Can they be crossed at 2500 12db?


----------



## m R g S r (Oct 1, 2009)

i was planning on playing them up to 3k or so...the vifas don't like being played much lower than that without a steep slope


----------



## erknjerk (Dec 24, 2010)

What is the cone made of?


----------



## m R g S r (Oct 1, 2009)

there is no cone material listed on parts express site. i didn't bother looking for more detail... after i saw the price, i hit the order button


----------



## primetime1267 (Dec 29, 2010)

Looking nice..... My neighbor has one of those CRV's.. They love it, and I believe it has some mileage also on it as well. I like the center console idea, it should rock the mid bass.


----------



## m R g S r (Oct 1, 2009)

started on the cupholder portion...










holes punched out, edges rounded..










glued to the enclosure..


----------



## MTopper (Nov 4, 2009)

what are you going to do to protect the wood from spills in the cupholder? i know that i my self spill in my car quite often and also have issues with the cans sweating


----------



## m R g S r (Oct 1, 2009)

i am planning on sanding priming sealing and painting inside the cup holders, the rest of the console im not sure how im going to cover it yet. maybe the microfiber maybe the neffy wrap...


----------



## Dmanj (Jan 2, 2011)

Looks like your off to a really good start. Can't wait to see how it turns out!


----------



## erknjerk (Dec 24, 2010)

I have some OG Solobarics that I'll use like you if you like the way you setup sounds.


----------



## m R g S r (Oct 1, 2009)

just ordered all the second skin stuff. 
Damplifier, overkill, luxury liner, and the speaker pad thingy. 

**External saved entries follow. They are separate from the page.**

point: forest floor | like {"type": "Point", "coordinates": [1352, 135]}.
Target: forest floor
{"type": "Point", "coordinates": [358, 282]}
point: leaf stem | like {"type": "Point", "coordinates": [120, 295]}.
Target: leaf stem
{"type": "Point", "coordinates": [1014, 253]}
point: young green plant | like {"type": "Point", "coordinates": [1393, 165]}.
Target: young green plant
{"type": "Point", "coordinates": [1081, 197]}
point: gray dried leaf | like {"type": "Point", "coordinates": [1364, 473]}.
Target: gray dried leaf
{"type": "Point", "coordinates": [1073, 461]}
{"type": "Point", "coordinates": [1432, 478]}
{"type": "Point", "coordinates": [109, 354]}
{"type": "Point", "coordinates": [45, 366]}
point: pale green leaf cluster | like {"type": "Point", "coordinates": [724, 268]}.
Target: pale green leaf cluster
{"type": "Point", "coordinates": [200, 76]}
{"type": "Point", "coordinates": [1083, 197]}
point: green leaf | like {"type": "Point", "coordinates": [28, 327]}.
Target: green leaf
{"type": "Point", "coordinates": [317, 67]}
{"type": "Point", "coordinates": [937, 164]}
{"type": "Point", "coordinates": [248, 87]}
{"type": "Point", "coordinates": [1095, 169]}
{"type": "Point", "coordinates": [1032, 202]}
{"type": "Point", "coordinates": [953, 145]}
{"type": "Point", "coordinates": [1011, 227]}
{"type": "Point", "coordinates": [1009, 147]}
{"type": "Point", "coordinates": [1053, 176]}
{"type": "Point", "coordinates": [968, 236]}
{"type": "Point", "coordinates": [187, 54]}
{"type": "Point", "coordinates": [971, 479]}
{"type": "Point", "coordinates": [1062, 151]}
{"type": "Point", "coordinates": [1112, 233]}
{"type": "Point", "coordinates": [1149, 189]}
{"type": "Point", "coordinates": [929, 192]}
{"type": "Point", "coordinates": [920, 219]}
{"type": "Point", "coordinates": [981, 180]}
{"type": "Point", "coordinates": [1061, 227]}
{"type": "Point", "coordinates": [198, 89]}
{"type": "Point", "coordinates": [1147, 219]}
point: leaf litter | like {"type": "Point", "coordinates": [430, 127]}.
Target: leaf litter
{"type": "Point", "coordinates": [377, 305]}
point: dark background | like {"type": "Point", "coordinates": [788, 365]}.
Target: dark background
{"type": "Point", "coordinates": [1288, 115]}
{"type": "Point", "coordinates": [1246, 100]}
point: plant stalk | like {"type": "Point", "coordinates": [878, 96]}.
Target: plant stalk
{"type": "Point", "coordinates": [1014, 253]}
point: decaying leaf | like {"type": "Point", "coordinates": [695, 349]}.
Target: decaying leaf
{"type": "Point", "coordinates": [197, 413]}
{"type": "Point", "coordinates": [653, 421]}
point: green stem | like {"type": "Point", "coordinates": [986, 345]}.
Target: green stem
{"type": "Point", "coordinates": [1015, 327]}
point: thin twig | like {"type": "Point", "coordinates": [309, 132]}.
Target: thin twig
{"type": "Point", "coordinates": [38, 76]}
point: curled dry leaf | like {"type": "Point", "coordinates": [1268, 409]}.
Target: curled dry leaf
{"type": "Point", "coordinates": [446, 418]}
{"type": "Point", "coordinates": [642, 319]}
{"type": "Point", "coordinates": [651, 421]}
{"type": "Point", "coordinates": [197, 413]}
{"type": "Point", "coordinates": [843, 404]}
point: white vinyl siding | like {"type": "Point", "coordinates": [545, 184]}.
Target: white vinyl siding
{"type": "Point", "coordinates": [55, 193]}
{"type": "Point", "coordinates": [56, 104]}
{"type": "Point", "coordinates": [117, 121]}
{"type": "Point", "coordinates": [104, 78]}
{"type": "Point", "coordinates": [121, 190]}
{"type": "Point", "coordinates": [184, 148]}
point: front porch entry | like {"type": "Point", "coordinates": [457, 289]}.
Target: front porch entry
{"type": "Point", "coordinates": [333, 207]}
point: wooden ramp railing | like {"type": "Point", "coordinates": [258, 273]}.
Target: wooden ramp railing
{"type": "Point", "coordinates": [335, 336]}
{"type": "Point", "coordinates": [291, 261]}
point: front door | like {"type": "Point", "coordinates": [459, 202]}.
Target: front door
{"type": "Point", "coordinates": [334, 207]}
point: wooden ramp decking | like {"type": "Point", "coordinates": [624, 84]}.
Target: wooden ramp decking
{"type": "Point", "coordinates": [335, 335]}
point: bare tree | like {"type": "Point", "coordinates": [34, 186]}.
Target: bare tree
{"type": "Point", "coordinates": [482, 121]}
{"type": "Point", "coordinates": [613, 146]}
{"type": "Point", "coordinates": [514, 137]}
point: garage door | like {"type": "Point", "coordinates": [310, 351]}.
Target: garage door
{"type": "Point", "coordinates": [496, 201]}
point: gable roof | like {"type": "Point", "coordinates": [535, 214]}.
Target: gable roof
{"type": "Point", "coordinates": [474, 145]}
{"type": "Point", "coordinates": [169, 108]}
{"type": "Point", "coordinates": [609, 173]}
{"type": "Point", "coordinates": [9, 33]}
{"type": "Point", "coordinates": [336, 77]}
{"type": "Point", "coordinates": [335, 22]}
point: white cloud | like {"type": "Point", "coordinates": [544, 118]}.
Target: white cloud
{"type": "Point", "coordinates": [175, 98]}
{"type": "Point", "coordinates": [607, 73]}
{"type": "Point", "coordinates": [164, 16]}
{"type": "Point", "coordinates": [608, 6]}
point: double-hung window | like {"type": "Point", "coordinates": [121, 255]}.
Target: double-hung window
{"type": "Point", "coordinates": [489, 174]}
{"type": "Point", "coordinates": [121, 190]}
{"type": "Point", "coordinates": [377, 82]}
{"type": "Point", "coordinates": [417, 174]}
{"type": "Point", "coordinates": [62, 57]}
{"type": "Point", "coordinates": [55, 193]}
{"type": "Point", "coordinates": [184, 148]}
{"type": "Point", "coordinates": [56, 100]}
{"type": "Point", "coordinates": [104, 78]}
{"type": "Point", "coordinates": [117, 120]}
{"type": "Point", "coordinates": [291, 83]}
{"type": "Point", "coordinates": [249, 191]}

Next up to order is a Kinetik hc1400!


----------



## erknjerk (Dec 24, 2010)

I just ordered the Peerless and I looking at the size of the tweeters I may go that route for my 200sx. Have you tested the off axis sounds? 

I'm thinking of mounting an amp under the CRVs passenger seat, is that your plan?


----------



## Irishfocus06 (Sep 11, 2008)

Sweet build, interested in how the center console box will come out. 

Keep up the good work!


----------



## jackp311 (Jun 7, 2010)

So many installs on here detract from convenience and utility of the vehicle. You actually added. Good job!


----------



## m R g S r (Oct 1, 2009)

erknjerk said:


> I just ordered the Peerless and I looking at the size of the tweeters I may go that route for my 200sx. Have you tested the off axis sounds?
> 
> I'm thinking of mounting an amp under the CRVs passenger seat, is that your plan?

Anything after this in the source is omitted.